Âgée de quatorze ans, Giada de Matteis appartient à un milieu aisé. C'est en rentrant chez elle après son cours de violon, en début de nuit, qu'elle est abattue. La méthode étant similaire, il ne peut s'agir que du même assassin. Les médias se sont déjà emparés de cette affaire, donnant un surnom au tueur : le Crocodile. À cause des mouchoirs humides de larmes. Pour Lojacono, c'est surtout quelqu'un de très bien préparé, utilisant la même méthode de chasse que les crocodiles. Si le policier assiste aux obsèques de Giada, il est toujours exclu de l'enquête, tandis que Laura Piras met la pression sur Di Vincenzo, son supérieur. Le brigadier Giuffrè est convaincu que Locajono serait plus compétent.

Donato Rinaldi est un étudiant de vingt-trois ans, fils d'un médecin réputé qui a beaucoup d'influence sur lui. Pas question de rater ses examens pour une amourette. Néanmoins, ce soir-là il est sur le point de sortir, quand le Crocodile l'abat dans le garage de la maison. Le père ne le découvrira qu'au matin. Comme Lojacono, Laura Piras ne croit pas dans la piste mafieuse. La substitut finit par associer l'inspecteur sicilien à l'enquête officielle.

Lojacono a noté que les trois jeunes victimes étaient des enfants uniques élevés par un seul parent. Pendant ce temps, dans sa chambre d'hôtel, un vieux monsieur – quasiment anonyme dans cette ville grouillante de vie – continue à écrire une sorte de longue lettre racontant son périple meurtrier napolitain. Son ultime cible pourrait être la petite Stella...

Maurizio de Giovanni : La méthode du crocodile (Ed.10-18, 2014) – Coup de cœur

Maurizio de Giovanni s'est fait connaître en France avec sa série publiée chez Rivages/Noir, ayant pour héros le commissaire Ricciardi. Ici, il s'agit des enquêtes à Naples d'un second policier, Giuseppe Lojacono (gentiment appelé Peppuccio, par la restauratrice Letizia). Étant Sicilien, ses collègues se moquent en le nommant Montalbano, personnage créé par Andrea Camilleri. De la part de l'auteur, un hommage au Maître, à n'en pas douter. Il a été victime d'une dénonciation calomnieuse, mais ce qui le perturbe principalement, c'est de ne plus avoir de contact avec sa fille. Il en cauchemarde, d'autant que l'affaire criminelle en cours concerne également des jeunes des mêmes âges que Marinella.

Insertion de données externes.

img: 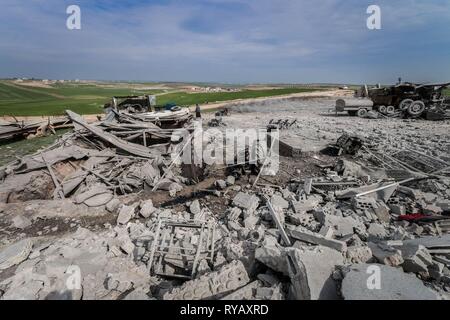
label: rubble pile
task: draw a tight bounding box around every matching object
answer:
[0,100,450,300]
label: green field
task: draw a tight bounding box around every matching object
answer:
[157,88,318,106]
[0,82,162,116]
[0,81,319,116]
[0,129,72,166]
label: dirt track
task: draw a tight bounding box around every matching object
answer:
[0,90,353,122]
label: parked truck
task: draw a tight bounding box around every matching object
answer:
[336,82,450,118]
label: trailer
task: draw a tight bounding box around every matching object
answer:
[336,82,450,118]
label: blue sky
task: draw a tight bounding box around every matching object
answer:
[0,0,450,83]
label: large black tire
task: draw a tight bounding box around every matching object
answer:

Le fait qu'il soit en position de faiblesse, confiné dans un bureau, inutile au service, en proie à des états d'âme, rend évidemment sympathique ce policier. La magistrate Laura Piras, qui s'implique dans son métier suite à une déception sentimentale, est aussi plutôt attachante malgré sa dure carapace de pro. Par ailleurs, on suit la rédaction de la lettre du vieux monsieur, clé essentielle de ces crimes. Même si l'on ne connaît pas Naples, l'auteur nous situe les quartiers en fonction des classes sociales qui y résident. La Camorra ne peut pas être totalement absente d'une histoire se déroulant dans cette ville, bien sûr. Sans doute bien servie par la traduction, la fluidité narrative de Maurizio de Giovanni est un régal. En effet, les courtes scènes très vivantes s'enchaînent avec harmonie. Un polar authentique, de fort belle qualité.